PDCが重要視される背景には、物流現場の慢性的な人手不足と、業務負荷の増大があります。受注単位の細分化や多頻度出荷に対応するためには、商品加工・梱包・検品といった作業を標準化し、無駄のない流れをつくることが必要です。そこで役立つのが、システムによる工程管理や作業可視化です。

PDCはIT活用と相性が良く、業務プロセスを一元管理することで作業のばらつきを抑え、品質と生産性の両立を可能にします。

さらに、多様なSKU(在庫管理の最小管理単位)を持つメーカーや、多品種小ロットを扱う企業にとって、PDCは柔軟なオペレーションを構築できるため、魅力的です。在庫管理と加工工程を連動させることで、欠品や作業遅延を抑えながら出荷精度を高められます。サプライチェーン上の課題を根本から見直したい企業にとって、PDCの考え方は大きなヒントになります。

物流DXの観点でもPDCは重要です。
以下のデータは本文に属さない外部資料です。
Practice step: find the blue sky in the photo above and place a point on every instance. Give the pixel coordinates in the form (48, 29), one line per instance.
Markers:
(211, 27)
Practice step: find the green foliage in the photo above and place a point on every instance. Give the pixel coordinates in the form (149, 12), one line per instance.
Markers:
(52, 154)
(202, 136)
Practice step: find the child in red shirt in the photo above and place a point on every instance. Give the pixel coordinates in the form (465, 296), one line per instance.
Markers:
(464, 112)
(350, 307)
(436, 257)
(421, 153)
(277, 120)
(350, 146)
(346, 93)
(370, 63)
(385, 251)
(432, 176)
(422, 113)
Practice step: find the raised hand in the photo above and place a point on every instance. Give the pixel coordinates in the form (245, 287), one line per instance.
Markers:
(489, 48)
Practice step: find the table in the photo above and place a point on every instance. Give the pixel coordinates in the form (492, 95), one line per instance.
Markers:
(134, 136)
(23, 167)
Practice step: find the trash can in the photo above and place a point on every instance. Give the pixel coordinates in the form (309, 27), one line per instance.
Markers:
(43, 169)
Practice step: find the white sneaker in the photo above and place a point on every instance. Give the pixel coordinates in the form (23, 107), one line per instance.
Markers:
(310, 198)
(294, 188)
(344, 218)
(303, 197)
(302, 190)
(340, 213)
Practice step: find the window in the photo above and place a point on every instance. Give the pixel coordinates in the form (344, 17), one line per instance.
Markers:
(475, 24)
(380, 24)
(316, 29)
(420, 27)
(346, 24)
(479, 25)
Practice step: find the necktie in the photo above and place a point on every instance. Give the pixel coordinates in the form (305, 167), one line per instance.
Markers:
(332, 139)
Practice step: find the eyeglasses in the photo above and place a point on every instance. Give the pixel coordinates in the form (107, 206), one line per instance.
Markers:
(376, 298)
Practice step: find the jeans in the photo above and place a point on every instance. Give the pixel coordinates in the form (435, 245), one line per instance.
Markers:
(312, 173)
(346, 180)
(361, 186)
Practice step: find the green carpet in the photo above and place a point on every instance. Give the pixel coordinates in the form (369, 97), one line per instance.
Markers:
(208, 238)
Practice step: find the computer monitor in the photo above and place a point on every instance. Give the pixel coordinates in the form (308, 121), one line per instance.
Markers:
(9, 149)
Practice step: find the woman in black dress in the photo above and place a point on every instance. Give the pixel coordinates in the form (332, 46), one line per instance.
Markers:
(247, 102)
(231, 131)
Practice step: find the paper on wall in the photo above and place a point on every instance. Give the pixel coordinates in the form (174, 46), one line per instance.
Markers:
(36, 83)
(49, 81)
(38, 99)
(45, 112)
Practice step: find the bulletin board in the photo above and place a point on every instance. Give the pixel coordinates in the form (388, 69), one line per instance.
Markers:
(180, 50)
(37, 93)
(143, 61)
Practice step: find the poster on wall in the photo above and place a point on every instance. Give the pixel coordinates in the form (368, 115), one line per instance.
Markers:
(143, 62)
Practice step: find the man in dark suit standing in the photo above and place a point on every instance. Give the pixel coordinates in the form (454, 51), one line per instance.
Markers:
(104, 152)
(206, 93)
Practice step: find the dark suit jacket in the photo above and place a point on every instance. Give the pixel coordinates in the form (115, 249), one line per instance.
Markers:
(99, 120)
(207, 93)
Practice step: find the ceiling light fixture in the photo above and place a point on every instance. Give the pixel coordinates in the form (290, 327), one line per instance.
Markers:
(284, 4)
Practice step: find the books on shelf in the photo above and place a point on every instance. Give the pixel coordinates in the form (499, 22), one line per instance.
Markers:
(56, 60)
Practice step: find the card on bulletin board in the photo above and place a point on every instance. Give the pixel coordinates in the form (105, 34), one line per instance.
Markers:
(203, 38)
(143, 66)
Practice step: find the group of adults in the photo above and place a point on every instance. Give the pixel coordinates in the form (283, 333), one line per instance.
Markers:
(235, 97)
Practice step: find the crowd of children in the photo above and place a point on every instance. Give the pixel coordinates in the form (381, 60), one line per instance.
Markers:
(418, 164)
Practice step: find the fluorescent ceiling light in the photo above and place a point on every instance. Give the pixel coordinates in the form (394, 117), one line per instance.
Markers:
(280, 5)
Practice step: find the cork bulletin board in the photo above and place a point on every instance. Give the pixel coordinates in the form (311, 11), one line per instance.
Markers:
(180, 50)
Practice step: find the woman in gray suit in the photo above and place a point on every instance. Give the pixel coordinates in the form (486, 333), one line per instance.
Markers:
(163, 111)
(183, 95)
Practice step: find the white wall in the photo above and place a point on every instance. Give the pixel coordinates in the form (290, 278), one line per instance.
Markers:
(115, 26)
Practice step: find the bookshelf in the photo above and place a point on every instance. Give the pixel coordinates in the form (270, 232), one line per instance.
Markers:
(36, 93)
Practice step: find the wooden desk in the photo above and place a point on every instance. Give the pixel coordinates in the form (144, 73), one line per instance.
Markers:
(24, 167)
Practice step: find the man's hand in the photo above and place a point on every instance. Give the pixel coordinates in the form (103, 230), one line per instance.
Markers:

センター内のプロセスをデジタル化し、データにもとづいて改善を継続できれば、需要変動への対応力が高まります。たとえば、以下のようなことが可能になります。

・作業標準書のデジタル化

WMS(倉庫管理システム)との連携による在庫のリアルタイム管理

・可視化ダッシュボードによる作業進捗の把握

これらを組み合わせることで、センター全体の最適化が可能になります。

物流ITコンサルティングの領域では、PDCの設計から業務改善、システム導入までを一貫して支援する動きが広がっています。単に設備を整えるのではなく、現場の課題を踏まえてプロセスを再構築し、データを活用した持続的な改善サイクルを定着させることが重要です。